Whenever you talk to a Nintendo fan, there are two topics that are absolutely off-limits: Nintendo ditching its portable-gaming devices and the company bringing Mario to the iPhone. Upon even bringing up those topics, you can expect to be dealt some serious name-calling (“idiot” is usually a favorite) and a slew of reasons you’re wrong.
But when you cut your way through all those reasons, they usually all come back to one simple fact: Nintendo and its faithful fans believe portable game devices and Mario are synonymous with the brand, and therefore, the strategy surrounding them should never change.
Not to stir up a hornet’s nest, but I think that argument is nonsense. In fact, I think it’s about time Nintendo gets out of the portable business entirely and starts offering games from its many popular franchises, including Mario and Zelda, on smartphones.
Let’s first start out with the obvious reason Nintendo should follow such a strategy: it’s a public company with a responsibility to maximize shareholder value.

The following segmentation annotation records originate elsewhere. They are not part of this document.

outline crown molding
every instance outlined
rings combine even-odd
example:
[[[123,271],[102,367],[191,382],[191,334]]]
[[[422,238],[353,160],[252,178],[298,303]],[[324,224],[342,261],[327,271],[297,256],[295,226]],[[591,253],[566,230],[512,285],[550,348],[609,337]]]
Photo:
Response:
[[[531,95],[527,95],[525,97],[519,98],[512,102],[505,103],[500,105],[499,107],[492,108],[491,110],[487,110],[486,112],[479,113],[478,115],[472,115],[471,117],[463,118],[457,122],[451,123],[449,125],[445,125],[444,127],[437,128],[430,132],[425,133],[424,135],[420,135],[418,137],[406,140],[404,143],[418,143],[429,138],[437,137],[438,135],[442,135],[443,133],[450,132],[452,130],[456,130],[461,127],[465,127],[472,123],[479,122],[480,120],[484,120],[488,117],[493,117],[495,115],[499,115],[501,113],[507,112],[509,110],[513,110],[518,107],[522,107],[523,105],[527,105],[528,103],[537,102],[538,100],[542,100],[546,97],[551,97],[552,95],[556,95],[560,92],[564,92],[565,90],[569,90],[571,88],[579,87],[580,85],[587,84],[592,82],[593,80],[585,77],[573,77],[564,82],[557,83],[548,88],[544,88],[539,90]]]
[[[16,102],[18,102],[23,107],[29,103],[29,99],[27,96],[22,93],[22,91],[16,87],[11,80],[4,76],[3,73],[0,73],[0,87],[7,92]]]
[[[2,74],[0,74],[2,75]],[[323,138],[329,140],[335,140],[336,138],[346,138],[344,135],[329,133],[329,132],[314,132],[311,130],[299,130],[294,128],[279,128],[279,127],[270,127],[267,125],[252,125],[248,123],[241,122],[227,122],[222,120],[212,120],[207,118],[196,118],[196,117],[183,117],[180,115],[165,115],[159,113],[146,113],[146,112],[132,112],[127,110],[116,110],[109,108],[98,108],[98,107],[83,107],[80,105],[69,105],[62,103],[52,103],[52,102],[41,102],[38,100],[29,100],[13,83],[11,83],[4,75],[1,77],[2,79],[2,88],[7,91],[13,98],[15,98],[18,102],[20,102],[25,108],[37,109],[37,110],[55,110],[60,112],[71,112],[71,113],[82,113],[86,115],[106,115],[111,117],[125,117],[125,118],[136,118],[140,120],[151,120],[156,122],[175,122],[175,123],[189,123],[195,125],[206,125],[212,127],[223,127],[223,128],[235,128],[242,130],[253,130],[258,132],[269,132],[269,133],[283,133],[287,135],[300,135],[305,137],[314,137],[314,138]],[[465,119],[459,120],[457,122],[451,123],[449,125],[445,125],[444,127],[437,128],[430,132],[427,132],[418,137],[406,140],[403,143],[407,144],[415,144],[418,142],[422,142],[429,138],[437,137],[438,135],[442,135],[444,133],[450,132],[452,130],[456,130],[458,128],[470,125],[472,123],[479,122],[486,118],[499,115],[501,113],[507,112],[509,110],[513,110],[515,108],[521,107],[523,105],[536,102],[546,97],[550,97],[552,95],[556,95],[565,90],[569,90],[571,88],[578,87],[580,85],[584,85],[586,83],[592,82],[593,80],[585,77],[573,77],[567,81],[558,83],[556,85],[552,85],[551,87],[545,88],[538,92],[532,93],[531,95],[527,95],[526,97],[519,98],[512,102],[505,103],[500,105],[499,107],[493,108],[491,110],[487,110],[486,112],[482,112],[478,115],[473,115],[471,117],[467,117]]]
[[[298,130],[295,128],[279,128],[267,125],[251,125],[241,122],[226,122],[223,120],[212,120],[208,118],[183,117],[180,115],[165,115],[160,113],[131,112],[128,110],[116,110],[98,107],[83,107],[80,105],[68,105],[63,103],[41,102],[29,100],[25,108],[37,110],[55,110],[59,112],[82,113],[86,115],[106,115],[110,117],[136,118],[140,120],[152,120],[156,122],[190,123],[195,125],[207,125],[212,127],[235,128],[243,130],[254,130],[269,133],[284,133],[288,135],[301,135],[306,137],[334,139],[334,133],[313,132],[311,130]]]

If you’ve been watching Nintendo’s financial earnings over the last year, you know that the company is suffering. It continues to see significant declines in revenue, and in most cases, steep losses that it can’t keep up for long. Currently, a key component in those losses is the decline of its portable business, led by the disappointing 3DS.

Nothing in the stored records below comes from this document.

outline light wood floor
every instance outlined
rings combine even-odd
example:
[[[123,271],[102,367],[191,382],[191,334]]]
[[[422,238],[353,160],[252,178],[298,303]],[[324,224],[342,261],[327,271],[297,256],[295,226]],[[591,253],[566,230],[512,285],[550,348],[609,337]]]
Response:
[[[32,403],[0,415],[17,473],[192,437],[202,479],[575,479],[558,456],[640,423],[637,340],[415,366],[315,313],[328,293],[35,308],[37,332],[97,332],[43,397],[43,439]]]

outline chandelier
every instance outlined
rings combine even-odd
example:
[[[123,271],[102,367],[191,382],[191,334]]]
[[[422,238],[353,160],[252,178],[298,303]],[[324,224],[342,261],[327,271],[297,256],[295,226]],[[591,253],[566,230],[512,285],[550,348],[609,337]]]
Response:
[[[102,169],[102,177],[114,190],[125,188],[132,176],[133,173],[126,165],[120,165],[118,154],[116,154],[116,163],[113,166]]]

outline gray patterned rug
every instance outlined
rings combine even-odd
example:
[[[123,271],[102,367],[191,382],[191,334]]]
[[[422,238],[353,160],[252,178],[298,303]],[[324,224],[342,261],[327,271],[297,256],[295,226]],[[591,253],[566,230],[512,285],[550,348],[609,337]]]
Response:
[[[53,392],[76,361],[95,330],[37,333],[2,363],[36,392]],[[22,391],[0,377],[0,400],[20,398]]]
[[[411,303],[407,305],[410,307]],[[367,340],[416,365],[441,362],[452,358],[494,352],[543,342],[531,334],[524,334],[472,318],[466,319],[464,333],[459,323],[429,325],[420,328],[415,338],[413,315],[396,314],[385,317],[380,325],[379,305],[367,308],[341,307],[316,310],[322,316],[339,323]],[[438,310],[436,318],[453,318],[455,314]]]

If Nintendo were to ditch the portable business, the company could significantly cut down on expenses, since developing hardware can be costly. What’s more, it can bring its top franchises — which are still wildly popular around the world — to hundreds of millions of handsets. At even $5 per game, the potential financial upside for Nintendo could be huge.
But there’s more to this than just finances. The marketplace is changing rapidly. Years ago, people were more than willing to buy dedicated gaming devices. But now that compelling titles are offered in the Apple App Store or Android Market, they’re starting to change their minds. Why not buy a $200 iPhone that can offer calling, games, e-mail, and much more, they ask, rather than invest in a $169.99 Nintendo 3DS that really only excels at gaming?
Like it or not, the future of the gaming business is in digital content. Nintendo, so far, has been loath to embrace that, only offering legacy games digitally through its Virtual Console offering. But there is a big digital-gaming world out there that it hasn’t explored, even though it has the most popular game franchise in the world.
Something just doesn’t add up.
I’m all for nostalgia, and I, too, look back fondly at the old days of gaming. But times are changing. And the companies that don’t embrace that will fail miserably. Right now, Nintendo is at a crossroads. And until it realizes that, and drastically changes its strategy by making mobile Mario games platform-agnostic and ditching portables, the company will continue to suffer.
Sorry, but sometimes, the truth hurts.